With the intimate mood set, a fellow walked on stage and propped up a lap steel guitar. He started playing some spooky western noir riffs for a minute or two before Sutherland and the other gentleman walked on stage to mass applause. With a raised hand to acknowledge the crowd, he sat down, picked up his acoustic, and started to strum. His cohort picked up a classic silver resonator guitar, and they started into a groove with Sutherland yelling out a “woo!” off to the side of the mic, which he frequently did.

“Ready to go / For tonight’s rodeo,” Sutherland sang in the chorus of this heartier, meatier country western tune that was reminiscent of 90s country. The song had a heavier anthemic vibe despite the three stringed instruments, but it was easy to envision heavy drums and bass propping it up. It flirted with a big bold sound, but never fully peaked it seemed.

Sutherland said it’d been a year and seven months since he’d played in front of an audience, and what better time and place to break the streak than AmericanaFest in Nashville. 

Sutherland, as one can imagine, was incredibly well-spoken and jovial between songs, and at one point discussed his first “love song.” 

“I was in the studio with my friends, and we were listening back to the song I was recording, and they were teasing me like, ‘Who’s the song about man? Who’s the girl? Come on, tell us!’ I just shook my head and didn’t tell them. Then they went out and had a smoke or a drink or whatever, and my 13-year-old daughter says to me, ‘Dad I know what that song is about. It’s not about a woman, it’s about that stupid bar you always go to.’ It was then that I found out my 13-year-old daughter was smarter than my friends,” he said with the audience letting out a chuckle. He then went on to give a shout out to the Los Angeles bar, and then kicked into “Can’t Stay Away.”
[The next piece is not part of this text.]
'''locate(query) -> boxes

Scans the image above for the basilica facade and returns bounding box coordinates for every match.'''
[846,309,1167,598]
He proceeded to play through a number of contemporary country songs, often about being alone, not being alone, the rain, mistakes, and the like. The usual heartbroken cowboy stuff more or less, which for me is usually most welcome. But had he not been who he is, it’s anybody’s guess how much of an impact the music would have. But the guy is undoubtedly inspired one way or another.

He spoke of his deep admiration for the legends like Cash, Jennings, Nelson, Kristofferson, and so on, and it was evident in listening to his music. It definitely helped that he had his flanked bandmates assist in lifting the songs to new heights. 

Sutherland discussed being born in London, raised in Toronto, and moving to California as a kid only to go back to Canada. He mentioned the back and forth, but he claims Toronto as his home. This was the setup for the title track of his upcoming album, Bloor Street, which is set to release in January, while the single drops tomorrow, October 1st.

It was undoubtedly entertaining to watch the former 24 and Lost Boys star share his newfound passion, and he had a fluid contemporary country sound to him, but I couldn’t help but wonder how other country artists might feel about it.